Saturday, December 10, 2016

Week 13: Transitions in Marriage, In-Law Relations


In-Laws or Out-laws?

It’s a fair question. In-laws sometimes get a bad rap for being more like serial killers. The movie Meet the Parents comes to mind. When was the last time a husband told his buddies at work “Dude, I’m so stoked – my mother-in-law is coming to stay with us for a whole month!” And have you ever heard a woman say “Sure, I can go out for girls’ night – my mother-in-law is coming to town but I don’t need to clean the house because she’s really understanding and nonjudgmental.”

We just don’t hear that. Usually it’s the opposite. I know that personally, my house is never cleaner than when my in-laws are inbound. However, this is an expectation that I place on myself, imagining that my mother-in-law is going to be going over every surface with a white glove. I struck out big time in this area. My mother-in-law knows how busy I am and how chaotic our life is. Having raised four kids herself, she understands that children are actually more like mini-tornadoes, reeking destruction and making any effort expended on housework superfluous at times. At the same time, I feel that pressure to have my house in tip-top shape when she walks in the door. And the funny part is, I don’t feel the need to keep the house clean with my in-laws there, just to have it pristine when they walk in.

My husband has told me time again that his house was not perfectly clean growing up, that he had hot dogs and macaroni and cheese for many a dinner, and that his saintly mother wielded the wooden spoon once or twice and even swore. Yet I still find myself up against my perception of her: an angelic woman who always serves well-rounded meals and never raised her voice to her children, whom she spent their entire lives cherishing. When comparing myself to this unrealistic ideal, I will always be found wanting.

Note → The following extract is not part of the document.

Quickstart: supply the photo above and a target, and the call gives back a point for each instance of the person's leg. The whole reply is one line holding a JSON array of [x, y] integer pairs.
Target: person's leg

So, how do we get around this in-law problem? In Creating Healthy Ties with In-Laws and Extended Families, we are given a few pointers for developing a healthy mother/daughter-in-law relationships.

Daughters-in-Law SHOULD: 

  • Communicate openly
  • Accept differences
  • Use empathy
  • Push for relational connection
  • Disclose information about themselves


Mothers-in-Law SHOULD NOT:

  • Give advice (unsolicited)
  • Criticize
  • Pin-down children-in-law as to specific reasons they are missing a family event
  • Take over discipline of grandchildren
  • Try to control everyone and everything including children’s beliefs
  • Communicate unclearly or indirectly

The Mother-in-Law list was actually more of a no-no list for in-laws in general, but I feel that it works specifically for the mother/daughters-in-law relationship. So, how is your relationship with your Mother-in-law? If it is strained, have a candid conversation. If you have a skewed ideal of her as a mom, try calling her up when you're about to lose it with your kids and see what she says. You may just find out she's human!

Monday, December 5, 2016

Week 12: Transitions in Marriage



The Dread Pirate Roberts Had All the Answers

I found a lot of good quotes from this week’s reading. My favorite was when President Gordon  B. Hinckley, speaking of his relationship with Sister Hinckley, said: “[I] get out of her way, and marvel at what she does.” I love this so much!

Another idea that I really liked had more to do with parenting than marriage: “Give your children regular, daily doses of Vitamin N. This vital nutrient consists simply of the most character-building two-letter word in the English language––‘No’ . . . Unfortunately, many, if not most, of today’s children suffer from Vitamin N deficiency. They have been over-indulged by well-meaning parents who have given them far too much of what they want and far too little of what they truly need” (John Rosemond, Six-Point Plan for Raising Happy, Healthy Children).

I believe that many of our society’s problems come from a lack of parenting. It’s much easier in the moment to give into our kids, just to get them off of our backs. But we pay the consequences in the long run. And it’s so much worse now than it used to be, when both children and adults alike are used to having everything at the click of a mouse. If we have to wait longer than ten seconds for an internet page to load, more than five minutes for our McDonald’s order, or more than the promised 2-day shipping courtesy of Amazon Prime, we have a complete meltdown!


Along with impatience-itis, many suffer from the deluded thinking that everything has to be fair—not just kids! I’ve heard many grown-ups complaining of things their adult siblings were given by the parents, and how ‘unfair’ it was. Worse than that, the parents of these adult children sometimes go to great lengths to ‘make it up to’ their supposedly slighted kids. Most of the time, life isn’t fair and that’s just the way it is. I’ve worked hard to disabuse my kids of the notion that everything always has to be equal among them. In fact, when confronted with “but that’s not fair!” I often quote age-old wisdom to my little beasties: “Life is pain, Highness. Anyone who says differently is selling something” (Westley as the Dread Pirate Roberts, The Princess Bride).